The U.S. led the world in clean energy investment in 2011, but China retained the top spot in the latest Renewable Energy Country Attractiveness Index [PDF] from Ernst & Young, with the U.S. second and Germany third.
The accounting firm added a new twist to its quarterly assessment of the clean energy landscape, compiling a separate report [PDF] along the lines of the international one, but instead ranking U.S. states on their renewable energy markets and infrastructure as well as their suitability for individual technologies. The not-so-shocking leader overall: California. [Text continues after images.]
List courtesy of EarthTechling.
“California led in the All Renewables Index, taking either the top or second spot in all technologies across the board,” Ernst & Young said in the report. “New Mexico and Colorado came in second and third, respectively, thanks in large part to consistent growth and strong potential across all technologies.
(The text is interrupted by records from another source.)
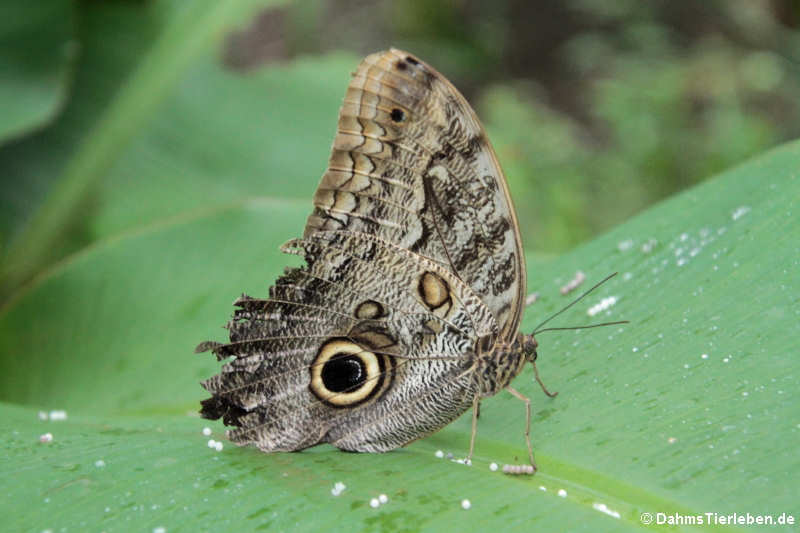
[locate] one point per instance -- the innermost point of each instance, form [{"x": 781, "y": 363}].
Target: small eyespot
[
  {"x": 369, "y": 309},
  {"x": 398, "y": 115},
  {"x": 433, "y": 290}
]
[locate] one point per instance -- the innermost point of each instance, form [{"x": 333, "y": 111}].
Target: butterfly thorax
[{"x": 499, "y": 362}]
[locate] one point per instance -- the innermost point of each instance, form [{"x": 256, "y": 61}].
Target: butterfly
[{"x": 406, "y": 312}]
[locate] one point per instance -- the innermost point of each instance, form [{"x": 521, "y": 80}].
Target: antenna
[{"x": 573, "y": 302}]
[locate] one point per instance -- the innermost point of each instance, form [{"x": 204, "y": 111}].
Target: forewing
[{"x": 412, "y": 164}]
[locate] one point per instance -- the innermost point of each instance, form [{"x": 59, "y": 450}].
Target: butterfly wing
[
  {"x": 411, "y": 254},
  {"x": 412, "y": 164}
]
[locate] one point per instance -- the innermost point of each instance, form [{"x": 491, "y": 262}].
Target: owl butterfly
[{"x": 407, "y": 310}]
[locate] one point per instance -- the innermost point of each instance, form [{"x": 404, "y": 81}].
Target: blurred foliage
[
  {"x": 154, "y": 153},
  {"x": 596, "y": 109}
]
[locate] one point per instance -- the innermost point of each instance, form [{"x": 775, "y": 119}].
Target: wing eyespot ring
[{"x": 346, "y": 374}]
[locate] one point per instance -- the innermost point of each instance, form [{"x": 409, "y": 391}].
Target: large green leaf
[{"x": 692, "y": 408}]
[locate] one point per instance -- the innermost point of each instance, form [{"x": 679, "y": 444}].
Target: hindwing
[{"x": 412, "y": 255}]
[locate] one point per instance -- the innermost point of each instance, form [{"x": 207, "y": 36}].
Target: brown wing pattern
[
  {"x": 412, "y": 164},
  {"x": 412, "y": 255}
]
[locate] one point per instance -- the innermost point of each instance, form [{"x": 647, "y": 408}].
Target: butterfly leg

Hawaii followed in fourth due to an attractive small-scale solar market, followed by Massachusetts and Texas, tied for fifth, with strong draw for solar and wind investment, respectively.”
While acknowledging that 2011 was a “banner year” for U.S. renewables, the report suggested that continued strong growth in 2012 and beyond could be more difficult.
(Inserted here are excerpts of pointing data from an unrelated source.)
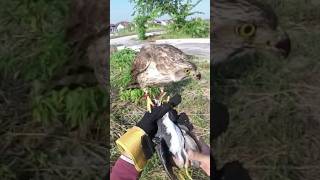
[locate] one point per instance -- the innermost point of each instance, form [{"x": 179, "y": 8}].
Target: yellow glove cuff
[{"x": 130, "y": 143}]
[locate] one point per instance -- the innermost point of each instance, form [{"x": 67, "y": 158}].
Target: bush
[
  {"x": 141, "y": 22},
  {"x": 197, "y": 28}
]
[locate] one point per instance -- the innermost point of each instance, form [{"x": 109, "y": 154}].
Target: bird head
[
  {"x": 246, "y": 26},
  {"x": 186, "y": 70}
]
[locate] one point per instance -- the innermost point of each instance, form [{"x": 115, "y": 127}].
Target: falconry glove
[{"x": 137, "y": 141}]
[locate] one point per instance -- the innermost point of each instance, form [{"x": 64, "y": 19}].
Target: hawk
[
  {"x": 244, "y": 27},
  {"x": 159, "y": 65}
]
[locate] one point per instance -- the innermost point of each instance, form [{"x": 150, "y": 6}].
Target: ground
[
  {"x": 274, "y": 128},
  {"x": 274, "y": 125}
]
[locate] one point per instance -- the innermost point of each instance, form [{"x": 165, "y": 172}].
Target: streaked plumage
[
  {"x": 230, "y": 16},
  {"x": 161, "y": 64}
]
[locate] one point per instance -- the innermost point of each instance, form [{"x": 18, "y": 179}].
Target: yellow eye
[{"x": 246, "y": 30}]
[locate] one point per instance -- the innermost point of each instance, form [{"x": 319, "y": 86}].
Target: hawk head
[{"x": 246, "y": 26}]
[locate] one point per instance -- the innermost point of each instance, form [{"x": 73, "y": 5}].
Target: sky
[{"x": 121, "y": 10}]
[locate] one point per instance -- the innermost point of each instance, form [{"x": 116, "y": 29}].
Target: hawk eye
[{"x": 246, "y": 30}]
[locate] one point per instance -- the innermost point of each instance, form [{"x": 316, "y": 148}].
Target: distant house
[
  {"x": 122, "y": 25},
  {"x": 163, "y": 22},
  {"x": 157, "y": 22},
  {"x": 113, "y": 28}
]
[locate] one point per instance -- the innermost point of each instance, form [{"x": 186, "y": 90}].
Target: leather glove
[{"x": 149, "y": 121}]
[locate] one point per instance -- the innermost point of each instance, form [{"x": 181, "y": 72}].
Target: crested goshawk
[
  {"x": 244, "y": 27},
  {"x": 159, "y": 65}
]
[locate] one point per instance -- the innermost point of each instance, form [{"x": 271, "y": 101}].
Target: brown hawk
[
  {"x": 159, "y": 65},
  {"x": 245, "y": 26}
]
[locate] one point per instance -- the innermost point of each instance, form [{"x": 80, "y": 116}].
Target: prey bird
[
  {"x": 244, "y": 27},
  {"x": 173, "y": 139},
  {"x": 159, "y": 65}
]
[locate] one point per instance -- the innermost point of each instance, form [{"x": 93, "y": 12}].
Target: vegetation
[
  {"x": 56, "y": 134},
  {"x": 128, "y": 106},
  {"x": 274, "y": 123},
  {"x": 145, "y": 10},
  {"x": 195, "y": 28},
  {"x": 179, "y": 11}
]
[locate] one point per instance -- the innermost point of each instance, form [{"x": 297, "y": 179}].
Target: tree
[{"x": 178, "y": 10}]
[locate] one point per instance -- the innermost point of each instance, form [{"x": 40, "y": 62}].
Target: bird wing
[{"x": 164, "y": 155}]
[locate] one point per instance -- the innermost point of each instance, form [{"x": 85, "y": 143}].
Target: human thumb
[{"x": 196, "y": 156}]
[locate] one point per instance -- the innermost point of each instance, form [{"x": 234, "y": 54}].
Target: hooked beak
[
  {"x": 284, "y": 45},
  {"x": 197, "y": 76}
]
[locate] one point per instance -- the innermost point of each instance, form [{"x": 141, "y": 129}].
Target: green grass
[
  {"x": 133, "y": 32},
  {"x": 274, "y": 124},
  {"x": 125, "y": 114}
]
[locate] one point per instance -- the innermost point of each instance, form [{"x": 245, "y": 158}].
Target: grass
[
  {"x": 274, "y": 124},
  {"x": 133, "y": 32},
  {"x": 125, "y": 114}
]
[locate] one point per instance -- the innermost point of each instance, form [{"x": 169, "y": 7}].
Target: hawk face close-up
[{"x": 245, "y": 27}]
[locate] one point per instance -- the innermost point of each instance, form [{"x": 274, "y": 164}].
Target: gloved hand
[{"x": 149, "y": 121}]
First, there’s the disappearance of the Section 1603 Treasury Grants program, which the solar industry pushed hard for but failed to get extended beyond its Dec. 31, 2011, expiration. Without being able to take tax credits as grants, projects will need tax equity partners, and Ernst & Young said that could be tough sledding: “2012 will likely see a significant shortfall of tax equity, and the supply-demand mismatch may limit growth trends in solar and wind development,” the firm said.
And wind faces another, even bigger issue: the expiration of the production tax credit (PTC), set for the end of this year. “Failure to extend this incentive could stop wind development in its tracks, as occurred in 1999, 2001 and 2003,” the report said.
In compiling its February 2012 Country Attractiveness Index, Ernst & Young scored the U.S. with the assumption the PTC would be extended. “In coming months, if that becomes more unlikely, the U.S. will fall several points due to the large impact it will have on the U.S. wind sector,” the firm wrote.
Leader China is also facing challenges, however, with Ernst & Young detecting “signs that the rapid growth of its renewables industry is slowing.” The firm noted that “excess supply in the world’s largest producer of solar PV cells has led to a decline in numbers of cell manufacturers, as firms struggle to source what was once relatively cheap finance from U.S. investors.”
Overall, the picture painted for this year was, if not bleak, at the very least challenging.
“While 2011 saw record levels of new investment into clean energy, especially solar, the outlook for 2012 is far less certain, particularly in the West,” the international report said. “The sovereign debt crisis continues to stifle the Eurozone, and also policy setters’ ambitions in relation to renewable energy deployment. Capital scarcity and increased competition from Asia will continue to put pressure on Western players for the foreseeable future. All this points to almost inevitable consolidation of the wind and solar sectors, and also increased vertical integration as equipment manufacturers seek ever more innovative routes to market.”